Surveyors will be checking to see how well hospital discharge procedures facilitate SNF transfers

During the height of the pandemic, hospital administrators who wanted to discharge patients to post-acute care facilities often found they were unwilling or unable to accept patients because of concerns about potential COVID-19 infections. The same providers often did not have the bed capacity or staff to care for the patients either. 

Those findings came in a national snapshot issued by the Department of Health and Human Services’ Office of the Inspector General Wednesday. The report captured hospitals’ perspectives on responding to the COVID-19 pandemic and how ongoing challenges — including being out of synch with post-acute providers — have impacted their capacity to care for patients, staff and communities.

Discharging COVID-19 patients to post-acute care facilities was one of the top challenges reported among hospitals, according to data collected during March 2020, when the pandemic first struck, resulting in longer stays for patients. 
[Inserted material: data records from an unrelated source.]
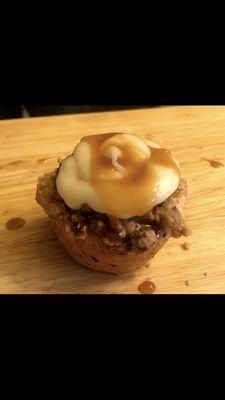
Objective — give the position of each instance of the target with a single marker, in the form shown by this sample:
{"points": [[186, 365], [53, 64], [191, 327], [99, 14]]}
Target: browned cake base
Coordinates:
{"points": [[90, 251]]}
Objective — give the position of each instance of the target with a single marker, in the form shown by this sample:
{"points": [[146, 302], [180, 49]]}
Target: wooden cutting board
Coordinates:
{"points": [[31, 258]]}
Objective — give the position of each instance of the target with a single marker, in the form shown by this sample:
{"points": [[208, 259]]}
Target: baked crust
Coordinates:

“Administrators reported that delays in discharge affected available bed space throughout the hospital and had other downstream effects,” the OIG report said. “For example, hospitals reported that patient opportunities for specialized post-acute care, like rehabilitation, were delayed.” 

One hospital administrator told the agency that they have “patients in the acute-care setting that really do not belong here in terms of what they need clinically but can’t move on because there is not an available option.” 

Skilled nursing operators remain chronically understaffed industrywide, and they have struggled more than others in the healthcare sector to recover jobs a year into the pandemic. 

The decline in discharges from hospitals to skilled nursing facilities has been a key concern among long-term care operators, who have seen an increasing number of hospitals bypass them in favor of home care.